Leveraging the Spatial Hierarchy: Coarse-to-fine Trajectory Generation via Cascaded Hybrid Diffusion
- URL: http://arxiv.org/abs/2507.13366v1
- Date: Tue, 08 Jul 2025 03:50:01 GMT
- Title: Leveraging the Spatial Hierarchy: Coarse-to-fine Trajectory Generation via Cascaded Hybrid Diffusion
- Authors: Baoshen Guo, Zhiqing Hong, Junyi Li, Shenhao Wang, Jinhua Zhao,
- Abstract summary: Due to privacy concerns and substantial data collection costs, fine-grained human mobility trajectories are difficult to become publicly available.<n>We propose Cardiff, a trajectory synthesizing framework for fine-grained and privacy-preserving mobility generation.<n>We show that our method outperforms state-of-the-art baselines in various metrics.
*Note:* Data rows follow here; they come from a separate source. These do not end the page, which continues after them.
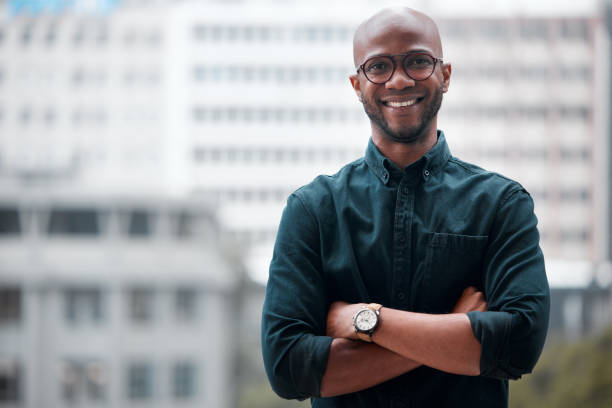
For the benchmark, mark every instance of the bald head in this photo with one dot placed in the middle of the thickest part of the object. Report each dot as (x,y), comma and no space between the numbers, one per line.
(417,29)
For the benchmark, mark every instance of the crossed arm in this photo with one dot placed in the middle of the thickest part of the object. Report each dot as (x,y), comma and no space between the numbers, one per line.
(306,356)
(403,342)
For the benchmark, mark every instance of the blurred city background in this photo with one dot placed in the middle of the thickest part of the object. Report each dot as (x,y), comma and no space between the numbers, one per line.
(147,148)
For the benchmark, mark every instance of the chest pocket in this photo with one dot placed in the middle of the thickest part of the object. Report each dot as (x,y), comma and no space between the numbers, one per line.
(452,263)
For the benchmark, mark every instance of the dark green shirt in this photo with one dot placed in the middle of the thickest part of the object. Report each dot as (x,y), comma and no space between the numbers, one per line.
(409,240)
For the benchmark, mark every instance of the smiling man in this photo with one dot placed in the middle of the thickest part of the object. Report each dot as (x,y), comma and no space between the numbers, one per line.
(409,278)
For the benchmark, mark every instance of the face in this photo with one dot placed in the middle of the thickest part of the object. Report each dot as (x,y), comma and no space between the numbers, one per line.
(402,110)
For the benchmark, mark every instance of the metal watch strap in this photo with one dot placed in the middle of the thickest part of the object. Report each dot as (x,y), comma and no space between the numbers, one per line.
(367,337)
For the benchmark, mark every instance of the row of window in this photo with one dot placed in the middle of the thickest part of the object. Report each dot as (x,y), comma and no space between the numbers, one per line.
(94,222)
(257,155)
(310,115)
(83,35)
(497,29)
(506,29)
(89,381)
(279,74)
(566,195)
(294,74)
(511,71)
(263,33)
(144,76)
(88,305)
(290,75)
(537,154)
(275,114)
(535,112)
(569,236)
(83,116)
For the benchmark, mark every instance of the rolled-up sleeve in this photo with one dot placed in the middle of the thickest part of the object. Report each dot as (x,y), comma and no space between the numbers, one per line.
(513,329)
(295,348)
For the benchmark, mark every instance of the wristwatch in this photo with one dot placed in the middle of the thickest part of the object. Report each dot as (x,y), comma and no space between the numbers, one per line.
(366,321)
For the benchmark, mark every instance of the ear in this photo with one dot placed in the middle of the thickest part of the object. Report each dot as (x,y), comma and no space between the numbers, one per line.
(446,72)
(356,86)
- Score: 40.869003778750205
- License: http://creativecommons.org/licenses/by/4.0/
- Abstract: Urban mobility data has significant connections with economic growth and plays an essential role in various smart-city applications. However, due to privacy concerns and substantial data collection costs, fine-grained human mobility trajectories are difficult to become publicly available on a large scale. A promising solution to address this issue is trajectory synthesizing. However, existing works often ignore the inherent structural complexity of trajectories, unable to handle complicated high-dimensional distributions and generate realistic fine-grained trajectories. In this paper, we propose Cardiff, a coarse-to-fine Cascaded hybrid diffusion-based trajectory synthesizing framework for fine-grained and privacy-preserving mobility generation. By leveraging the hierarchical nature of urban mobility, Cardiff decomposes the generation process into two distinct levels, i.e., discrete road segment-level and continuous fine-grained GPS-level: (i) In the segment-level, to reduce computational costs and redundancy in raw trajectories, we first encode the discrete road segments into low-dimensional latent embeddings and design a diffusion transformer-based latent denoising network for segment-level trajectory synthesis. (ii) Taking the first stage of generation as conditions, we then design a fine-grained GPS-level conditional denoising network with a noise augmentation mechanism to achieve robust and high-fidelity generation. Additionally, the Cardiff framework not only progressively generates high-fidelity trajectories through cascaded denoising but also flexibly enables a tunable balance between privacy preservation and utility. Experimental results on three large real-world trajectory datasets demonstrate that our method outperforms state-of-the-art baselines in various metrics.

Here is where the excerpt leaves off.